We also created in-house Snakemake pipelines to process the shotgun metagenomic sequencing data. These pipelines include Kraken 29, followed by Bracken10 or MetaPhlAn 411 for taxonomic assignment, some additional calculations for the diversity indices, and data formatting. One more pipeline runs FMAP12 for functional profiling. To ensure the consistency of the taxonomy across different reference databases, we annotate all the taxa using the NCBI Taxonomy identifiers (taxon IDs)31.

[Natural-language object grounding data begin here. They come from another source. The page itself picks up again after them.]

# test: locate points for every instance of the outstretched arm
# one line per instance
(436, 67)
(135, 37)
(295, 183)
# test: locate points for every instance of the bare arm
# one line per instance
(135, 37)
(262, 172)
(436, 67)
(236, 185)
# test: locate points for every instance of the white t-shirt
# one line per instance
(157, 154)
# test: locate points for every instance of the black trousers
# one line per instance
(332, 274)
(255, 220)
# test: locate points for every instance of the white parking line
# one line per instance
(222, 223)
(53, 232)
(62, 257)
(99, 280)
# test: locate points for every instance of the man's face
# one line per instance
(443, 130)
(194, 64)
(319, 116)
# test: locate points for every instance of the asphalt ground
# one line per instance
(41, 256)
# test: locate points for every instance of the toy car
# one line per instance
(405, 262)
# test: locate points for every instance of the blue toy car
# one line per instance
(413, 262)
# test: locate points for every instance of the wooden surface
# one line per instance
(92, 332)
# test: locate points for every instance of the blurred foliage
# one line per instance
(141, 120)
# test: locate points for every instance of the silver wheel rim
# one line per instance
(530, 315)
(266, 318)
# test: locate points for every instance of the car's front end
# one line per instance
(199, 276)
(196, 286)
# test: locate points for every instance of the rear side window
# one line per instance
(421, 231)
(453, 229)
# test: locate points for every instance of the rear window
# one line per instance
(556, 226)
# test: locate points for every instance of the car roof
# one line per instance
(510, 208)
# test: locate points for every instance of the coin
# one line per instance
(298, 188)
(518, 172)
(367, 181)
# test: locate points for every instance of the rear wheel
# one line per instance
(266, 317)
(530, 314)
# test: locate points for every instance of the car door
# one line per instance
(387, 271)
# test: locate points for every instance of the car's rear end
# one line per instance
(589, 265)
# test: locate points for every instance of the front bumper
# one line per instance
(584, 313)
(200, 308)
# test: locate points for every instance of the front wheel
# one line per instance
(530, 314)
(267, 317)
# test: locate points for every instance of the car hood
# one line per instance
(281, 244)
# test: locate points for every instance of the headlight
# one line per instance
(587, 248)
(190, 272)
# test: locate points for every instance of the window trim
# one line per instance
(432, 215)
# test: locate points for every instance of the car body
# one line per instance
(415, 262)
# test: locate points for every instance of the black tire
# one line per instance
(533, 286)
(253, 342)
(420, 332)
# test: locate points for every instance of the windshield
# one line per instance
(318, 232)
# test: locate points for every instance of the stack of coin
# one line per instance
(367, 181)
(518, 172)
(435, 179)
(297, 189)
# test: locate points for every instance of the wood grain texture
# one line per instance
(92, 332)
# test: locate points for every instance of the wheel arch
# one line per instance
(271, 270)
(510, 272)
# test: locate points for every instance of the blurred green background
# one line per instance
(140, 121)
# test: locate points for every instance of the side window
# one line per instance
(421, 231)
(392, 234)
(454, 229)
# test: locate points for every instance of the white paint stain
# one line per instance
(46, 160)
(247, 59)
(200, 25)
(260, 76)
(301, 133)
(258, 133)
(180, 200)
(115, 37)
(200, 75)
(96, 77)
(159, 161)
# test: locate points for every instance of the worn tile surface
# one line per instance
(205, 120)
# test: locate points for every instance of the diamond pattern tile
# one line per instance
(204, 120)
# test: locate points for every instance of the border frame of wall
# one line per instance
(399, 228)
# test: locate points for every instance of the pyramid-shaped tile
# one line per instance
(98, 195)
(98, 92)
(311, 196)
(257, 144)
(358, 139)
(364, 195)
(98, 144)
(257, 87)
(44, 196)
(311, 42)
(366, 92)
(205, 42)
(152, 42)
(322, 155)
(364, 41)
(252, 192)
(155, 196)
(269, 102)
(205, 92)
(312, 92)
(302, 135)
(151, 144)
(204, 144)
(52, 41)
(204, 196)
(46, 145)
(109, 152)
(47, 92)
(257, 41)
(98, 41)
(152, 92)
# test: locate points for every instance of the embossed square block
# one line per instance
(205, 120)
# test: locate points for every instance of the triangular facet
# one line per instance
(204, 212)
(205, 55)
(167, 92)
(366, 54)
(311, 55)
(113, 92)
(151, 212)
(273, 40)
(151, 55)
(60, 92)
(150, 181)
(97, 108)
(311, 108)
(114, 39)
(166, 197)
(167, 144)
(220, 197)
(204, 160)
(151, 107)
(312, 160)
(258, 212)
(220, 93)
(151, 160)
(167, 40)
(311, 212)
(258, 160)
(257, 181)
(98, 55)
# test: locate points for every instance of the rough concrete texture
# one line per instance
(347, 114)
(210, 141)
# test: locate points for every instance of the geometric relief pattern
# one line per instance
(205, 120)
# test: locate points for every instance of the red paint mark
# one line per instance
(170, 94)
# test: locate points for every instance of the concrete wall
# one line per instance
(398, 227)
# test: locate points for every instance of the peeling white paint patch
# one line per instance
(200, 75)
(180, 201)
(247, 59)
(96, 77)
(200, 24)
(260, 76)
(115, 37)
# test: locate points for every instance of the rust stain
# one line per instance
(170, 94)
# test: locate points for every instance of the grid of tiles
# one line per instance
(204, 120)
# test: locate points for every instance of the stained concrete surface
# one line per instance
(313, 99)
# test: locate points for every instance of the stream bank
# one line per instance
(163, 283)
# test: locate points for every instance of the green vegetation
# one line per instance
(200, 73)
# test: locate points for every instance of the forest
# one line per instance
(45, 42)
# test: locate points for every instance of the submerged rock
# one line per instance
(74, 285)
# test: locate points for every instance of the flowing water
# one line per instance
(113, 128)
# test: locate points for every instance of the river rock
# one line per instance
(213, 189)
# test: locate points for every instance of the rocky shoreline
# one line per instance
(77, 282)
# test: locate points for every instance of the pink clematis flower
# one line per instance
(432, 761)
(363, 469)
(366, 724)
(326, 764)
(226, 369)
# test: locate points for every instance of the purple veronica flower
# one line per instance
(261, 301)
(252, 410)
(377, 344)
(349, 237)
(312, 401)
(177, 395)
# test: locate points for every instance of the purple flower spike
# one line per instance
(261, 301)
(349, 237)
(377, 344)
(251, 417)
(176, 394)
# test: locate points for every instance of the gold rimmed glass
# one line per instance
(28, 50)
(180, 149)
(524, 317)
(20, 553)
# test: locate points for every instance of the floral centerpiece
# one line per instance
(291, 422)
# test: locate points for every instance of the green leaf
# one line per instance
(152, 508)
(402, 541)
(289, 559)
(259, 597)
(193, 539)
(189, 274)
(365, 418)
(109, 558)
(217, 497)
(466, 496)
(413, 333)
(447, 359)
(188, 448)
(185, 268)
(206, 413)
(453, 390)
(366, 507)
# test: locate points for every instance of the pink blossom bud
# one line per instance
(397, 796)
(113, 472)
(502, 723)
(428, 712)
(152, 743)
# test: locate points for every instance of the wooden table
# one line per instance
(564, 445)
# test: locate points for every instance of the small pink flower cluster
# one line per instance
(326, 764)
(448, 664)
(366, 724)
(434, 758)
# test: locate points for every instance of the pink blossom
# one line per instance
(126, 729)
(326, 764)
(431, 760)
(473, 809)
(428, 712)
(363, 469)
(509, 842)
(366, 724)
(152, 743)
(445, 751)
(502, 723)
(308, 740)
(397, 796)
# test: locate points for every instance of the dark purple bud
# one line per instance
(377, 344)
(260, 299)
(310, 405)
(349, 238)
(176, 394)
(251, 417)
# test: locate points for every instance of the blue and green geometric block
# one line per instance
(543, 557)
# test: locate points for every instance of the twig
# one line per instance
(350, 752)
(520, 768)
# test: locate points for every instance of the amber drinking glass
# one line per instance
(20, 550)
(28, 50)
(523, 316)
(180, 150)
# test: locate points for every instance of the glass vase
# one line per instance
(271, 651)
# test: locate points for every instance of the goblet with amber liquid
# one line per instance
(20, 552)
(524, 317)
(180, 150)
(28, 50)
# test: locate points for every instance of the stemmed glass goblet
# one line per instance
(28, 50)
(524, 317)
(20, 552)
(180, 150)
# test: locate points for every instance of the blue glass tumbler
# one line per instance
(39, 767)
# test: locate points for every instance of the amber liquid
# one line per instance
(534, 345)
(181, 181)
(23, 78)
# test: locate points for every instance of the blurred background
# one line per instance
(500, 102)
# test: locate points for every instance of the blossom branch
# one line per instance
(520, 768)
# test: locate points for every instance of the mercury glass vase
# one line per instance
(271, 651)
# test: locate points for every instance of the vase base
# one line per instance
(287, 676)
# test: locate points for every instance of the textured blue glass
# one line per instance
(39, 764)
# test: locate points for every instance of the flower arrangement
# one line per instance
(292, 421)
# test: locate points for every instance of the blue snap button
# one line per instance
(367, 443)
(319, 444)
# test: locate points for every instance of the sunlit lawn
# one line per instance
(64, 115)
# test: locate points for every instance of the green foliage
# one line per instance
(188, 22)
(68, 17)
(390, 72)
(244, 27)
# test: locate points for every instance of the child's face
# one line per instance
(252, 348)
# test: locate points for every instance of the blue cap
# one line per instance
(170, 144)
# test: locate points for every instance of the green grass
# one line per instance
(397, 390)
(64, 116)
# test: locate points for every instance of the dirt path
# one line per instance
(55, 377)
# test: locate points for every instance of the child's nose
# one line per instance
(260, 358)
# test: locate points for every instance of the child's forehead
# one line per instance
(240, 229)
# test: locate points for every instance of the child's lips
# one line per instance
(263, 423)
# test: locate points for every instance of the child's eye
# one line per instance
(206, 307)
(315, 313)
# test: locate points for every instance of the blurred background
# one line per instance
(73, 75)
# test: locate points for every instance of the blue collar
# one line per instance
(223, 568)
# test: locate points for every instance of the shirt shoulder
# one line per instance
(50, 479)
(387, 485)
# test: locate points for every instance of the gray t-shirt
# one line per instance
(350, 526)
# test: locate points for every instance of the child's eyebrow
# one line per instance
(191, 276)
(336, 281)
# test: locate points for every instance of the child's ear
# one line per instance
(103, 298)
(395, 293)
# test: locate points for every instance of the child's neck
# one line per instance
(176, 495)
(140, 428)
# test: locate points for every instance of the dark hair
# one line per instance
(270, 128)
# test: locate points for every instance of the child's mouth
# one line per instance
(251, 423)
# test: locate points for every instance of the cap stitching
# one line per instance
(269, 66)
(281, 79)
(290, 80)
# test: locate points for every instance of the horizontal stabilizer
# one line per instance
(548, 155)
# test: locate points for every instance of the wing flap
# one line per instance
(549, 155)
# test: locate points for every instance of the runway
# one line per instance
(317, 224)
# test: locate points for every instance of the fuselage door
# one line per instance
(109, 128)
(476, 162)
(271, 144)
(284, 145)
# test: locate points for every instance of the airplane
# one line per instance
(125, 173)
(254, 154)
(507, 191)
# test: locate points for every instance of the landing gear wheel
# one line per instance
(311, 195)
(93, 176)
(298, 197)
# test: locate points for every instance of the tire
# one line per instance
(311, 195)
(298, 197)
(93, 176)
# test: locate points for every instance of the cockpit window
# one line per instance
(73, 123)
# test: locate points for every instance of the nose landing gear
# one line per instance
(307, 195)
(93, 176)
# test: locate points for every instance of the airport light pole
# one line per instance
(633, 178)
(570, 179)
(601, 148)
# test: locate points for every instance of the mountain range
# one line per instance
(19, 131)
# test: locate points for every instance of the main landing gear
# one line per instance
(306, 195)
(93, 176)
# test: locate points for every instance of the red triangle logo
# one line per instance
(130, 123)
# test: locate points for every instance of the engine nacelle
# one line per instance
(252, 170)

Despite our attempt to unify the metadata items, some variations remain due to the different study topics. To solve this problem, we defined a massive collection of metadata items with internal identifiers to cover the metadata from diverse cohorts. The metadata item names from each cohort were integrated by text matching and assigned internal identifiers, such as 10,010 for age and 10,012 for gender, to maintain consistency across the dataset. Data validation checks were conducted to identify and correct errors, such as text entries in numeric fields or invalid category options. After validation, the metadata were stored in NIBN JMD for further analysis.

Database development

We stored and shared the data on the MANTA platform7 for NIBN JMD. MANTA is an integrated analysis platform that hosts gut microbiome composition and phenotypic metadata, such as diet and exercise. It stores the data and provides data analysis functions, including data visualizations. The platform comprises a relational database (PostgreSQL) and a web application as the user interface. We reimplemented the whole system to improve the MANTA platform and added some additional features described in the Results section.

To facilitate continuous updating of NIBN JMD, we used an in-house script to import the data from the processed data described previously. The data importing script is followed by another script to calculate the all-against-all beta diversity32, including Bray-Curtis distance and Jaccard distance, for each rank when new samples are added. These scripts will be included in the newly implemented MANTA platform.